Data Contracts: Preventing Pipeline Failures at Scale

The worst data quality incident I have ever been involved in did not involve a bad ETL job or a schema migration gone wrong. It involved a perfectly reasonable backend engineer who renamed a column in a PostgreSQL table from user_country to country_code. Totally sensible normalization. The column still existed. The data was still there. The change was deployed on a Tuesday afternoon.

By Thursday morning, the company’s fraud detection model had been silently ingesting null values for two days because the feature pipeline consumed that column by name. The model’s fraud flag rate dropped to near-zero. Accounts that should have been flagged were approved. The discovery came from a business analyst who noticed the numbers looked weird during a weekly review. The actual damage was only partially recoverable.

That incident introduced me to the concept of data contracts, and I have been a believer ever since.

What a Data Contract Actually Is

A data contract is a formal, versioned agreement between a data producer (a team, service, or system that generates or stores data) and one or more data consumers (pipelines, analytics, ML features, dashboards) that specifies exactly what the data looks like and what guarantees the producer makes about it.

At minimum, a data contract specifies:

Schema: field names, types, nullability, and expected formats
Semantics: what each field actually means (not just the type, but the business definition)
Quality rules: expected value ranges, uniqueness constraints, referential integrity
SLA: freshness guarantees (the data will be updated at least every N minutes), availability (this dataset will exist)
Versioning policy: how the producer will communicate breaking changes and how much notice consumers get

Contracts are the difference between implicit coupling (everyone hoping the producer does not change things) and explicit coupling (a machine-readable agreement that can be validated, version-controlled, and monitored).

This is not a new idea. APIs have had formal contracts for decades. OpenAPI/Swagger describes REST interfaces. Protobuf and gRPC describe service contracts. Data engineers are just late to the party, largely because data has historically moved through pipelines in weakly typed formats (CSV files, untyped JSON) where schema enforcement was optional.

Why Data Teams Are Adopting Contracts Now

Two converging trends are driving adoption. First, data mesh architecture distributes data ownership to domain teams. When the payments team owns their data products and the fraud team consumes them, you need a formal interface. The mesh model without contracts creates a support nightmare where every downstream breakage turns into a finger-pointing session between teams.

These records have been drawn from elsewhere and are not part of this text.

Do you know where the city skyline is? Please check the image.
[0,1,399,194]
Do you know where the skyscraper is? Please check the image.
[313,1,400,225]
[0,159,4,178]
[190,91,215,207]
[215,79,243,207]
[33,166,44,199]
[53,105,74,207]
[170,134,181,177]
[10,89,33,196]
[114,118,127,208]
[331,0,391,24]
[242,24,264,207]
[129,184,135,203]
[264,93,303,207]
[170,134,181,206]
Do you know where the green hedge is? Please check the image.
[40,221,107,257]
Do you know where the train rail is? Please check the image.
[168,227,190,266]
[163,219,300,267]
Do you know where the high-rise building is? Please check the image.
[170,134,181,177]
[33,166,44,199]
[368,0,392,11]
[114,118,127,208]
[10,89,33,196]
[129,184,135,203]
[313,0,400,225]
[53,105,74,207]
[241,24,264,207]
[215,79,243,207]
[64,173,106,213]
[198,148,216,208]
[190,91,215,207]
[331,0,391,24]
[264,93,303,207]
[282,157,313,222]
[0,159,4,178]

Second, data observability tooling has matured enough to detect quality failures automatically. But detection after the fact is still reactive. Contracts shift quality enforcement upstream, to the point where a producer’s code changes are validated against consumer expectations before they ship.

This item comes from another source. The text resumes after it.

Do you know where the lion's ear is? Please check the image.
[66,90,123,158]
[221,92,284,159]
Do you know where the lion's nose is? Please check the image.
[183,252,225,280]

The combination is powerful: data mesh defines ownership, data contracts define interfaces, data observability monitors compliance. Without all three, each independently is less effective.

The Anatomy of a Data Contract

Let me show you what a concrete contract looks like. The Data Contract Specification (DCS), an emerging open standard backed by multiple vendors, defines contracts as YAML:

dataContractSpecification: 0.9.3
id: payments.transaction-events.v2
info:
  title: Payment Transaction Events
  version: 2.1.0
  owner: payments-team@company.com
  description: Stream of payment transaction events emitted after authorization

servers:
  production:
    type: kafka
    host: kafka.company.internal:9092
    topic: payments.transactions

models:
  transaction:
    fields:
      transaction_id:
        type: string
        required: true
        unique: true
        description: UUID v4 identifier for the transaction
      amount_cents:
        type: integer
        required: true
        minimum: 1
        description: Transaction amount in cents, always positive
      currency_code:
        type: string
        required: true
        pattern: "^[A-Z]{3}$"
        description: ISO 4217 three-letter currency code
      country_code:
        type: string
        required: true
        pattern: "^[A-Z]{2}$"
        description: ISO 3166-1 alpha-2 country code of card issuer
      status:
        type: string
        required: true
        enum: ["authorized", "declined", "pending"]

quality:
  type: SodaCL
  specification:
    checks for transaction:
      - row_count > 1000: # Per 5-minute window
          name: Minimum transaction volume
      - missing_count(transaction_id) = 0
      - duplicate_count(transaction_id) = 0
      - invalid_count(amount_cents) = 0:
          valid min: 1

The schema section defines the data model. The quality section defines SLAs. Both are machine-readable. Both can be executed in CI before a producer deploys changes.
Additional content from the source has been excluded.